CENTRAL NEWS
Brazil was “discovered” by the Portuguese in 1500. In that period, about 8 million native peoples lived there, dispersing in more than a thousand ethnic groups who date back over 15,000 years.
Archaeological excavations have found remnants of communities dating back 50,000 years in Brazil, according to new findings. Studies show that the communities lived in a communal, decentralized way without monotheistic belief. The spiritual connection of the native people is believed to centre around nature and animals and their way of survival is believed to be heavily dependant on agriculture and hunting. Surplus goods were commonly exchanged for other necessary goods with neighboring communities.
Colonization of Brazil
With the arrival of the Portuguese, believed to have arrived on the coast of india in search of spices in 1500, thousands of native people were abducted from their homelands. A heavy genocide was committed by the occupiers who had reached unexploited land who used biological warfare as a mechanism to perpetuate this killing.
Diseases such as measles and smallpox were used to contaminate the native peoples who had weak immune systems to such diseases which were foreign to the terrirtory. This tactic is still used by farmers, hunters and miners to kill indigenous people to this day.
Today in Brazil, there are approximately 900,000 indigenous people – about 10% of the numbers before the arrival of the colonizers.
During the period of the military dictatorship (1964-1985) the native people suffered several attacks from the government, which was interested in building state infrastructures within their preserved territories. It is estimated that during this period, about 10,000 native people were killed by the Brazilian state. However, this killing did not stop after the period of re-democratization…Even after the creation of institutions to defend the ancestry, culture, territory and history of indigenous peoples – as is the case with FUNAI and IBAMA, Brazil today is the country that kills the most environmental activists and indigenous leaders.
The 1988 constitution recognized the rights of the original peoples in its Article 231, and defined that their lands be demarcated and preserved. However, the process of demarcating indigenous lands has been sabotaged since its publication by the country’s ruralists and evangelicals.
The situation worsened after the election of nationalist candidate Bolsonaro. On the day it was declared that Bolsonaro had been elected president, farmers and miners set fire to a school and a health post serving the indigenous populations in the north of the country. Since then, Bolsonaro completely stopped the demarcation process, weakened the institutions of protection, allocated military personnel to command these institutions, and promised to pass a law regulating mining within indigenous lands. In addition, he closed all social programs to support indigenous peoples (an effect that was felt immediately, in January 2019, 77 deaths of babies of indigenous origin were registered due to lack of immunological hospital care).

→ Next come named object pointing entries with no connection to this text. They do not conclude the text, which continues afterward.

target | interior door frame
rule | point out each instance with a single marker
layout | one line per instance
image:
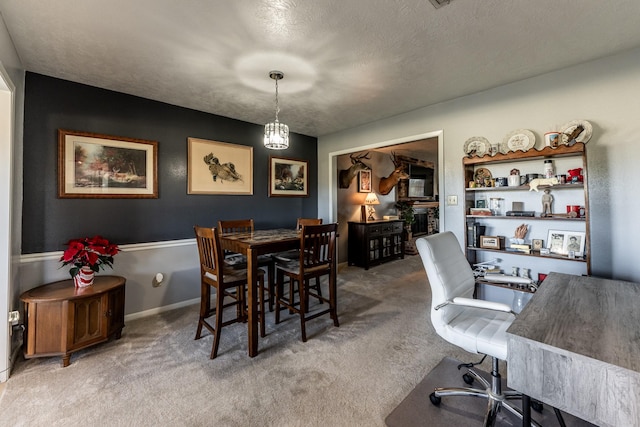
(7, 120)
(333, 165)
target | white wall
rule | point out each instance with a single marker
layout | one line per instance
(10, 193)
(604, 92)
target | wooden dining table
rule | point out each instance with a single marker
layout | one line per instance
(251, 245)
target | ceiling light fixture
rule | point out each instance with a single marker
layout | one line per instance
(276, 134)
(439, 3)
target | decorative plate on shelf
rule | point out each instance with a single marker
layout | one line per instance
(520, 139)
(569, 128)
(477, 146)
(482, 174)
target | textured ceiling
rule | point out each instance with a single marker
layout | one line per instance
(346, 62)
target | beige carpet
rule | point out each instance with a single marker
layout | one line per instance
(158, 375)
(415, 411)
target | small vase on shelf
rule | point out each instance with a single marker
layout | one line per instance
(84, 277)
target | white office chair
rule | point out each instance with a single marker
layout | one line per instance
(475, 325)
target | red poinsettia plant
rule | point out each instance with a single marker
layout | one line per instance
(95, 252)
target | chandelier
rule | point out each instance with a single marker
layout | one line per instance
(276, 134)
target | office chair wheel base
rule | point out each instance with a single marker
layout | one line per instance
(435, 399)
(536, 405)
(467, 379)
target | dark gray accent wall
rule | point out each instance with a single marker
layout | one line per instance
(49, 222)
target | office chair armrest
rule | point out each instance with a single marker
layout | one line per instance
(479, 303)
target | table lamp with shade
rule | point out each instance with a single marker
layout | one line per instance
(367, 208)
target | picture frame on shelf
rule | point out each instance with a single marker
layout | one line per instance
(288, 177)
(215, 167)
(564, 242)
(364, 181)
(575, 242)
(537, 244)
(555, 241)
(492, 242)
(92, 165)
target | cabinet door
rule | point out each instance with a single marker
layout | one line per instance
(115, 311)
(86, 321)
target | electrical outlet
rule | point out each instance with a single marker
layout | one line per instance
(14, 317)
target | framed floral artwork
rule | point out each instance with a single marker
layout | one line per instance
(288, 177)
(92, 165)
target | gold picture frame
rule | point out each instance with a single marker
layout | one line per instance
(215, 167)
(92, 165)
(288, 177)
(364, 181)
(492, 242)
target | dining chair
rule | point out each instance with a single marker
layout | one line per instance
(240, 261)
(475, 325)
(228, 282)
(316, 258)
(292, 256)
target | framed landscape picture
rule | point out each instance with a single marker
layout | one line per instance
(364, 181)
(92, 165)
(219, 168)
(288, 177)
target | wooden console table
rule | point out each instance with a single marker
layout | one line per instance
(62, 319)
(375, 242)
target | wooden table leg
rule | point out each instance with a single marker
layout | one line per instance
(252, 270)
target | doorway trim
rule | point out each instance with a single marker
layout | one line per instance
(7, 120)
(333, 167)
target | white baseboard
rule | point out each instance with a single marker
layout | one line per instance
(158, 310)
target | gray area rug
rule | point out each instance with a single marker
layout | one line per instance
(416, 409)
(158, 375)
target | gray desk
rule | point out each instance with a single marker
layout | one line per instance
(576, 346)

In addition, the corona virus is being used as a weapon by miners, loggers and farmers against indigenous peoples. To date, 11,270 indigenous people have been infected with the virus and 418 have died.
The Brazilian government does little to prevent the contamination of indigenous peoples in its territories and to halt the advance of both illegal mining and the advancement of the virus to the communities where a threat is posed. The government’s inactivity has led the Articulation of Brazilian Indigenous Peoples – APIB, to develop its own strategy to combat the virus.
The government wants to publish a Provisional Measure that revises the criteria of indigenous demarcation and transform into law the regularization of mining within these regions. This speech motivated miners to attack and occupy indigenous territories, with the hope that they will have their lands regularized soon. At this very moment, 15 communities are suffering attacks. A cycle of violence may begin on Yanomami Land after two young indigenous people were executed by invading miners in the region, is what the Hutukara Yanomami Association fears in a letter released on 26 June.
Original Yanomami, 24, and Marcos Arokona, 20, have been killed. Today Brazil has just under 900,000 Indians, from 300 different ethnic groups and 270 dialects.